Re: UTF-8 reg tags...

From: Francois Yergeau (
Date: Mon Sep 16 1996 - 14:35:22 EDT

À 09:22 16-09-96 -0400, Glenn Adams a écrit :
>(1) the designation "UTF-8" does not designate a coded character set (i.e.,
>a repertoire and its code set); rather it designates only a transformation
>method that could potentially be used with arbitrary CCSs.

Not so. This issue was raised long ago on the ISO10646 list, and it turned
out that the proper expansion of "UTF-8" is "UCS Transformation Format 8"
(see ISO 10646 amendment 2), which correctly identifies the code set as well
as the encoding. If you want to use the UTF-8 algorithm to encode some
other CCS, *then* you need another MIME tag.

>(2) the designation "UTF-8" is inconsistent with currently specified
>designations. See my previous message.

See my previous reply, this is an extremely weak argument. What is to be
gained by maintaining this consistency?

>>Has a case been made for
>>the need of a version number in the MIME tag(s)?
>If it weren't for the incompatible changes between UC 1.0 and UC 1.1 (removal
>of Tibetan and reassignment of other chars to obtain the merger with 10646)
>and the changes between UC 1.1 and UC 2.0 (reassignment of Korean Hangul), then
>version designation would not be a significant issue.
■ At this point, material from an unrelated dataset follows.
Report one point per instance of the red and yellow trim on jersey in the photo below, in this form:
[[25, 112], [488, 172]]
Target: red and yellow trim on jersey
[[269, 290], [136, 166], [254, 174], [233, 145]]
The UTC will *strongly*
>oppose any further incompatible changes; however, we have to deal with history
>as it stands.

1.0 is irrelevant to the Internet, of historical interest only; there is not
even a registration for it.

>>Is it based on the change
>>to the Korean encoding? If so, does the UTC consider this incompatible
>>change to be a serious problem in practice?
>Yes, the UTC considers UC 2.0 to be an incompatible change to UC 1.1; thus
>the need for a version designation.

That was not the question, we all know that the Hangul reassignment was an
incompatible change. At issue is whether this matters *in practice*.

The idea behind "UTF-8" is not to save a few bytes from "UNICODE-X-X-UTF-8"
or "ISO-10646-UTF-8", but is the result of some forward thinking.

Let's make 3 assumptions:
 1) There will be new versions of Unicode;
 2) There will be no further incompatible changes;
 3) Software will not be upgraded instantly.

I think 1) and 3) go without saying, and you have just reinforced my faith
in 2) (thank you). Now let's say Unicode 3.0 has recently been published,
but I have not yet upgraded my mail user-agent, which knows only about
Unicode 2.0. I get a UTF-8 mail from someone who *has* upgraded his mailer.
If the message is tagged as "UNICODE-3-0-UTF-8", my mailer does not
recognize the tag and fails to decode the message; if, however, the message
is tagged with a generic "UTF-8", my mailer groks it and displays the
message correctly, except for the eventual few characters new to 3.0.

This is the price for a tag containing the version number, and it needs to
be weighed against the alternative. And this hinges on the *practical*
impact of the Hangul reassignment.

Thinking about it, we don't need "UNICODE-2-0-UTF-8" even if the Hangul
change *is* serious; all we need is "UNICODE-1-1-UTF-8" for data encoded
before the reassignment and "UTF-8" for the rest, ad vitam aeternam
(assuming, again, no further incompatible changes).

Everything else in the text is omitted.